Ihr “Popocatepetl-Twist”, das ganze, von der Liebe träumende Paris, der “Habanero”, das “Traumboot der Liebe”, der “Itsy Bitsy Teenie Weenie Honolulu-Strand-Bikini” samt der für sie scheinenden Sonne – das hat Schlagergeschichte geschrieben und ist längst klingende BRD-Historie. Die Deutschen haben sie besonders geliebt, weil sie – “Ciao Ciao Bambina” – deren Südensehnsucht schürte und sie immer ein bisschen mit nach Italien nahm. Bis hin zu ihrer letzten Liveshow 1996 in Leipzig, ihrer letzten Platte 2001 und einem Überraschungsauftritt 2003 im italienischen Fernsehen als Duettpartnerin ihres Sohnes.

Inzwischen mag die Weltberühmte nur noch ihre Ruhe. Auf ihrer Webseite, die immer mal wieder mit witzigen Fundstücken aus ihrer Vergangenheit und regelmäßigen Gesundheits-Updates samt gut aussehnder Fotos aktualisiert wird, wenn die böse Presse anderes schreibt, sagt sie nur  “Nein!” zu den nach wie vor beständig eingehenden Interview-Nachfragen.

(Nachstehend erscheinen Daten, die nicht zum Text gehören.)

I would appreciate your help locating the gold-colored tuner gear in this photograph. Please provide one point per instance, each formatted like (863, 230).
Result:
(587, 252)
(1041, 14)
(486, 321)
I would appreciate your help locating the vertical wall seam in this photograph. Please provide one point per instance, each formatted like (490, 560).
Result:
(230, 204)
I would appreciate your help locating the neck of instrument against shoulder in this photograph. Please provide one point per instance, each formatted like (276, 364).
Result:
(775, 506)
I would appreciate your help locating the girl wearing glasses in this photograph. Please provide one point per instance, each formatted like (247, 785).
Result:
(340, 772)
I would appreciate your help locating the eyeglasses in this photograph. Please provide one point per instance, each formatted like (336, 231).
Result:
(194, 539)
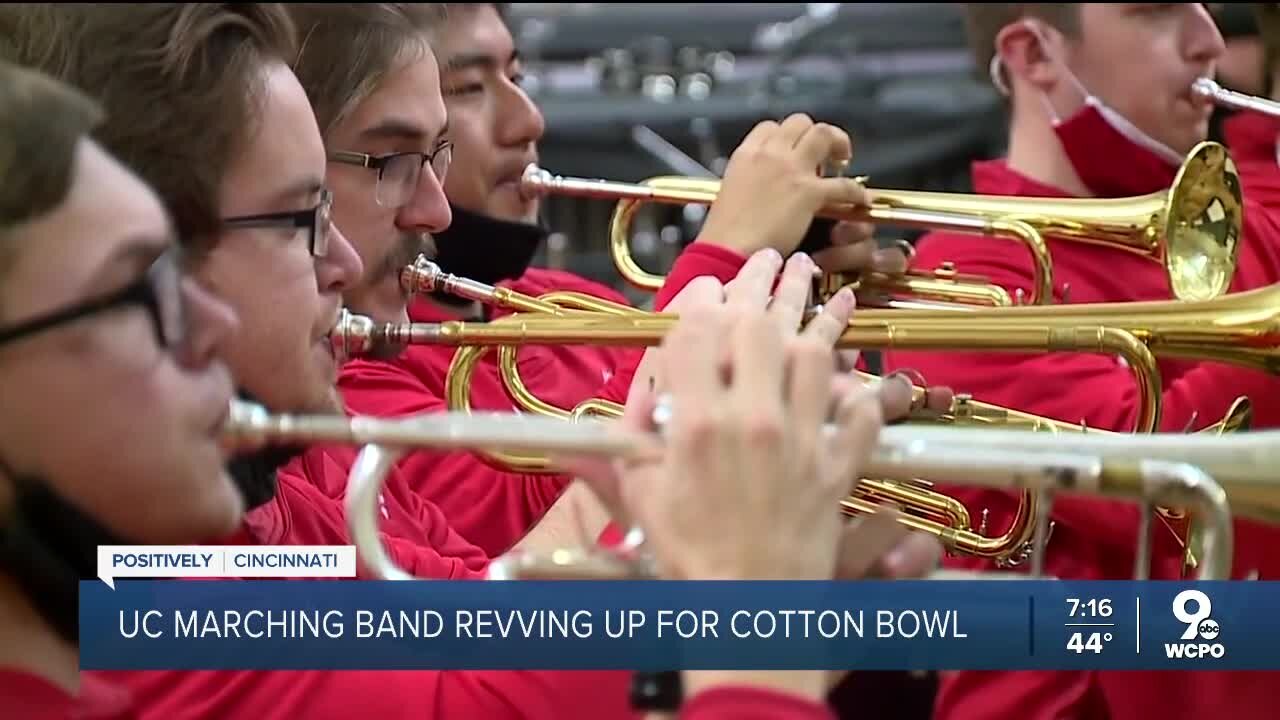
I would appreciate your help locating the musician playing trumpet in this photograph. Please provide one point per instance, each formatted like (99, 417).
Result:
(90, 220)
(1100, 105)
(232, 146)
(494, 233)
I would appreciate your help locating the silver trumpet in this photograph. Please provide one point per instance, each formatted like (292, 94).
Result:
(1136, 468)
(1210, 90)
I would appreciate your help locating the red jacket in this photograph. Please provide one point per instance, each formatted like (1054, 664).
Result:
(420, 540)
(1255, 142)
(494, 507)
(1092, 538)
(28, 697)
(306, 510)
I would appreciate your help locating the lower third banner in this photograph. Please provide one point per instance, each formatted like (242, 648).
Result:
(675, 625)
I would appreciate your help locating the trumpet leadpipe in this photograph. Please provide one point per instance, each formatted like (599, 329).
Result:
(949, 455)
(1211, 90)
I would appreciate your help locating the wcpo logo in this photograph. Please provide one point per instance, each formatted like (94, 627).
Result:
(1196, 610)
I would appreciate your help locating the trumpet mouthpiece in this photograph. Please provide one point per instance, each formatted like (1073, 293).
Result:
(352, 336)
(1206, 89)
(535, 182)
(423, 276)
(245, 427)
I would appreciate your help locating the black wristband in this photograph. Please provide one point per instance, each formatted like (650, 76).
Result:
(662, 691)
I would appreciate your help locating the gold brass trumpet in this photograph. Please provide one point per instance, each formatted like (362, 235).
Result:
(954, 455)
(940, 515)
(1193, 228)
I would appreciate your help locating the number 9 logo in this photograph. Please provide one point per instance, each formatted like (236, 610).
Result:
(1203, 609)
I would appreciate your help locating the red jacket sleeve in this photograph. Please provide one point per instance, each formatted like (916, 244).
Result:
(698, 259)
(516, 695)
(301, 514)
(489, 506)
(752, 703)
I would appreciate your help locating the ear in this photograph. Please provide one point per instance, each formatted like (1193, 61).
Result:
(1024, 58)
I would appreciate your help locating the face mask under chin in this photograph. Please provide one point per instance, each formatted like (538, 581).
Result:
(48, 546)
(485, 250)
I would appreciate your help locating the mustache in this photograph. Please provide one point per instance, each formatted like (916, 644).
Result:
(407, 247)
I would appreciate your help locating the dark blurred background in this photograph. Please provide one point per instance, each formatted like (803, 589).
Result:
(635, 90)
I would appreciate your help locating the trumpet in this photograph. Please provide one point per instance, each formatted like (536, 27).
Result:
(1193, 228)
(1210, 90)
(952, 454)
(941, 516)
(425, 276)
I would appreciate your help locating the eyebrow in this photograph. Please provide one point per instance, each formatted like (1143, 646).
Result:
(396, 128)
(469, 60)
(137, 254)
(305, 187)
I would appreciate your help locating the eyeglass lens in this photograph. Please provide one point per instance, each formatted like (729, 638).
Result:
(402, 173)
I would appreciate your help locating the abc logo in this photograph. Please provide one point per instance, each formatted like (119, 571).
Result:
(1198, 621)
(1194, 609)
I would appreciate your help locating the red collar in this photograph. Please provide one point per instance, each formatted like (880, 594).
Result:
(1252, 137)
(995, 177)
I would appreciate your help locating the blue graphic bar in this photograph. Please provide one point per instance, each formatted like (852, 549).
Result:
(664, 625)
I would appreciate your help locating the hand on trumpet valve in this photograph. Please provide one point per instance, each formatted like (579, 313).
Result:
(771, 191)
(746, 478)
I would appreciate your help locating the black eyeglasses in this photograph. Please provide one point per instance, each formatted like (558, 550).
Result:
(316, 220)
(159, 291)
(398, 173)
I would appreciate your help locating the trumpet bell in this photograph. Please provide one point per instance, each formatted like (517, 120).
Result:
(1192, 228)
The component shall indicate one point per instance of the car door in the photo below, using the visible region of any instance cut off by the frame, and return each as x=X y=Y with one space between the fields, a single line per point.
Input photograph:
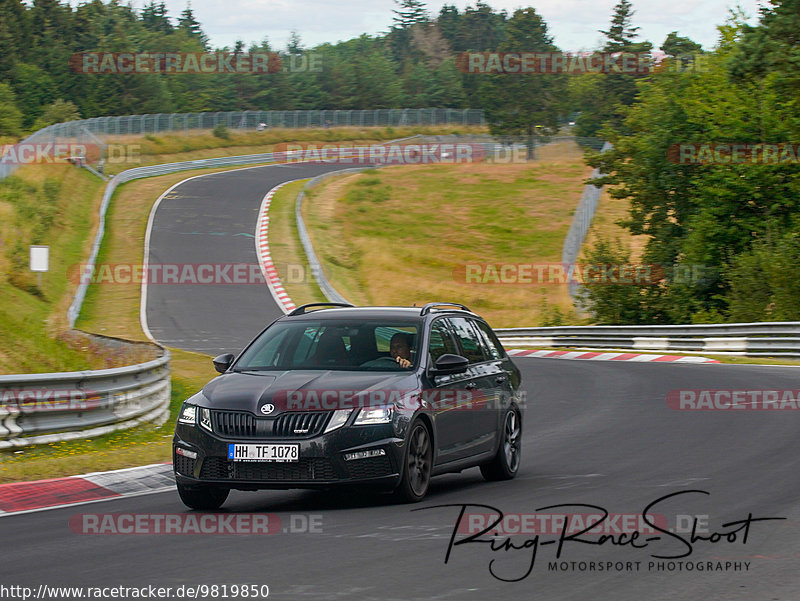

Man wisse doch, “dass ich mich seit meinem 70. Geburtstag nicht mehr wirklich für Valente-Geburtstags- oder Jubiläumshows begeistern kann, und das Gleiche gilt für Biografien, Dokumentarfilme, Hommagen und ähnliche Projekte”. Ihr genüge es heutzutage vollkommen, dass sie sich wohlfühle in ihrem “gesunden, sorgenfreien, einfachen sowie ruhigen Lebe” im Kreise von Angehörigen und Freunden. Statt Geschenke, Blumen oder Karten zu schicken, sollten Fans lieber für die Hilfsorganisation SOS Kinderdörfer spenden: “Die Kinder sind unsere Zukunft. mehr brauche ich wohl nicht zu sagen!”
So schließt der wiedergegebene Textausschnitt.